Moscow Russian officials vowed to "adequately respond" to a U.S. decision to expel 50 Russian diplomats, indicating that an equivalent number of American diplomats could soon be ordered to leave Moscow.
"We will easily find" U.S. diplomats to be expelled "in a more painful form to the U.S. than it was in our case," Sergei Ivanov, chief of Russia's influential Security Council, said on Polish state television during a visit to Warsaw.
"We have time to think, to carefully pick from among more than 1,000 U.S. diplomats in Russia, to choose those 46 who are most precious to the Americans," he was quoted as saying through an interpreter.
Russia's Foreign Minister Igor Ivanov also warned of U.S. expulsions and called the U.S. move a groundless, "political" act reminiscent of the Cold War.
"Naturally, as it has before, Russia will firmly and steadfastly defend its national interests and will adequately respond to this unfriendly step by the United States," Ivanov said, somberly reading a statement on government-controlled ORT television.
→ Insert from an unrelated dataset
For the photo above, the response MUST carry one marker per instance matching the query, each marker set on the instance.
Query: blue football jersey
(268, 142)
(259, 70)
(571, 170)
"At the same time, the Russian leadership assumes that in Washington, the policy and logic of those who try to push mankind and the United States (back) into the epoch of the Cold War and confrontation won't prevail."
Asked later on the U.S. network NBC if an "adequate" response meant an equal number of expulsions from Russia, Ivanov replied, "I think yes. ... I think that you won't have to wait long for our response."
Ivanov said there were no grounds for the imminent expulsion of six Russian diplomats and the forced departure of 46 more by July, and he expressed regret that Washington had not used its "special channels" with Moscow to quietly address its concerns. "Unfortunately, Washington has chosen another way, so this step cannot be regarded as anything but a political one," Ivanov said.
U.S. officials said that four Russian diplomats had been directly implicated in the case of Robert Hanssen, a 25-year veteran of the FBI who was arrested last month and charged with passing secrets to Moscow for the past 15 years. Two other diplomats allegedly involved in the case departed the United States recently.
The U.S. government demanded the departure of 46 others as a gesture of concern over Russia's alleged stepping-up of intelligence operations in the United States over the past four years, U.S. officials said.